The bank was quick to assure its customers that ‘no client positions had been affected’ by the loss – although it has caused analysts to speculate that UBS has a ‘problem with risk management’, as ZKB trading analyst Claude Zehnder put it. Fair enough: while there’s no question this is going to have a devastating effect on its finances, its reputation is also going to take a rather hefty kicking. It’s taken the bank a long time to regain the trust of investors after it was bailed out by the Swiss state in 2008 after it made huge losses on toxic assets. As recently as last month, it announced another 3,500 job cuts.
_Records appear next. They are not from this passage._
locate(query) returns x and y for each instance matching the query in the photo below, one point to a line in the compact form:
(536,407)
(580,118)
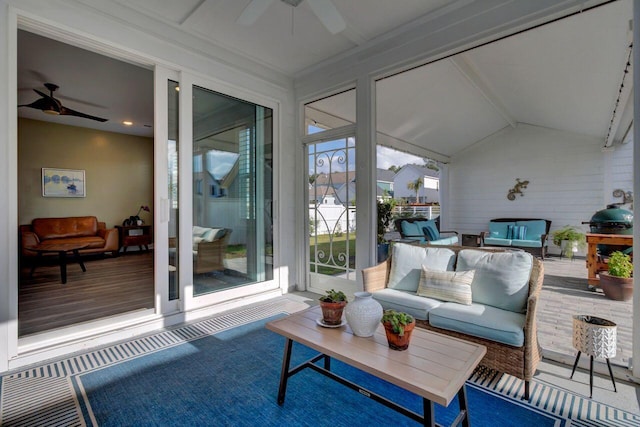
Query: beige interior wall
(118,172)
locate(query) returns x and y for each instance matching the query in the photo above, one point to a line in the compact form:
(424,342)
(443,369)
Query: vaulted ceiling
(564,75)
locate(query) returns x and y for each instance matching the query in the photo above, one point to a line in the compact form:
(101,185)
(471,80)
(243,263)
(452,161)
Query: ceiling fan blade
(253,11)
(328,14)
(39,104)
(64,111)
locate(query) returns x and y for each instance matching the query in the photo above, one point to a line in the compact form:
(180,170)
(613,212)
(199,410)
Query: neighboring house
(408,174)
(384,188)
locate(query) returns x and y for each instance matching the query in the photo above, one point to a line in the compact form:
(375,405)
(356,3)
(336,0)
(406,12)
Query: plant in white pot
(569,239)
(384,210)
(617,283)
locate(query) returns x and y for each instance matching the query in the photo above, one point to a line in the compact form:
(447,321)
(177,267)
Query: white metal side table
(595,337)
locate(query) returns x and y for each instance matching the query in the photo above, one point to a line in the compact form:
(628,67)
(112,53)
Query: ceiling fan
(325,10)
(50,105)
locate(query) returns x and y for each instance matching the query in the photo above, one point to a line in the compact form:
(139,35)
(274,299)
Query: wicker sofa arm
(375,278)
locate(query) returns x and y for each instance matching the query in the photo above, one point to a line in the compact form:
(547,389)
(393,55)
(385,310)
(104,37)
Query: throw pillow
(453,286)
(411,231)
(429,233)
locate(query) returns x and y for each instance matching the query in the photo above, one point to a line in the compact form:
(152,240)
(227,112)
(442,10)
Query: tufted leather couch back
(56,228)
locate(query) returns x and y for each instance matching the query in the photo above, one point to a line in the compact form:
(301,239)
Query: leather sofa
(83,229)
(500,315)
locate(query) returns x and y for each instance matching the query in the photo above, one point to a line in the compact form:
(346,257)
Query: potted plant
(398,327)
(617,283)
(569,239)
(332,305)
(385,209)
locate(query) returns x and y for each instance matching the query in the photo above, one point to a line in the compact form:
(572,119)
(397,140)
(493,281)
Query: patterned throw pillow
(516,232)
(453,286)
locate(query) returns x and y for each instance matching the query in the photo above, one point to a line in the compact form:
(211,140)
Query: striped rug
(47,395)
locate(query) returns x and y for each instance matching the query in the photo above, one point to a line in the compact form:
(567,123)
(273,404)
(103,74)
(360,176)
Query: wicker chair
(520,362)
(209,256)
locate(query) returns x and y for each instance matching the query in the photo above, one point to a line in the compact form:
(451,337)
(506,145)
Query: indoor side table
(595,337)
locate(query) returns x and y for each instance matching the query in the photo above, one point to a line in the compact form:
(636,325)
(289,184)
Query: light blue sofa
(502,310)
(529,234)
(425,231)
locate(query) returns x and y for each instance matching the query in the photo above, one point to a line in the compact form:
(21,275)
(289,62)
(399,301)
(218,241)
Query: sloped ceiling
(284,38)
(565,75)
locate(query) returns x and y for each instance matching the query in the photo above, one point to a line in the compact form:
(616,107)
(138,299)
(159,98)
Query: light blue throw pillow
(407,261)
(412,231)
(501,279)
(430,229)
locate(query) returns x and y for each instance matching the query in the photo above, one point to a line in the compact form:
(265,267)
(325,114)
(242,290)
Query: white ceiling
(564,75)
(284,38)
(90,83)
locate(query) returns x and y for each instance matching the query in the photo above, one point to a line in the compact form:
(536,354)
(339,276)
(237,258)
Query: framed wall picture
(63,182)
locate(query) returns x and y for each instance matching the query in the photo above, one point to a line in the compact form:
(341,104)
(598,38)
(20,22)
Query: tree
(415,186)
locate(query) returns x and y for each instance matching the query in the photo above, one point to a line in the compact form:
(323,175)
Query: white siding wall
(564,170)
(400,189)
(620,172)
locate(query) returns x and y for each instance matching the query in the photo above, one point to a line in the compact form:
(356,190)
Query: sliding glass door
(232,192)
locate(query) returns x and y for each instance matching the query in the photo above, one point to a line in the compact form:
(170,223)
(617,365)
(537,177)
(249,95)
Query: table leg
(63,265)
(462,400)
(284,373)
(591,377)
(35,263)
(429,412)
(575,364)
(76,254)
(611,375)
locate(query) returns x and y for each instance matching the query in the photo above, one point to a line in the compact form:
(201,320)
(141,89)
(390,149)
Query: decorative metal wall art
(517,189)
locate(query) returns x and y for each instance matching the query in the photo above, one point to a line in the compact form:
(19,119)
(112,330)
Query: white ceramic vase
(363,315)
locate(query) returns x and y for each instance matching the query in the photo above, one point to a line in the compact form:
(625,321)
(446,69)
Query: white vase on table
(363,314)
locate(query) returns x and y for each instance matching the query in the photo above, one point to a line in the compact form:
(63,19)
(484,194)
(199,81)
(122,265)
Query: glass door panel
(232,192)
(332,219)
(172,165)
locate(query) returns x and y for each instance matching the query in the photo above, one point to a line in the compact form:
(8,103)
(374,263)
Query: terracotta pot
(332,312)
(397,342)
(616,288)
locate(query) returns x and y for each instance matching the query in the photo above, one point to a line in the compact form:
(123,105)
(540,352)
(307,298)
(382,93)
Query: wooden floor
(109,286)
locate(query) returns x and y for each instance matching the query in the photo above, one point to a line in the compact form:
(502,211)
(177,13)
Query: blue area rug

Whoever the mystery rogue trader is (UBS merely says it’s ‘still investigating’, although at the time of writing, there are rumours they’ve arrested a 31-year-old man in London in connection with the loss), his/her/its timing couldn’t have been much worse. Although the FTSE 100 started the morning with a rally after the French and German leaders put on show of unity viz. the Greek issue, the chances that it’ll go on for much longer are looking slim.
The FTSE 100 gained more than 1% in early trading this morning, following a trend set by markets on Wall Street and in Asia last night. But with a Greek default now almost certainly on the cards, many traders don’t expect this positive mood to continue. Some have pointed out that the past three days have been ‘nothing more than a relief rally’.
All eyes for the next few days will be on countries like Italy and Spain, which could well be the next ones to be hit by a crisis. On Tuesday, Italy was officially paying the highest bond yields in the eurozone, suggesting it’s seen as the riskiest investment, while Spain is expected to pay a high premium on €4bn (£3.5bn) worth of bond issues it’s planning to make today.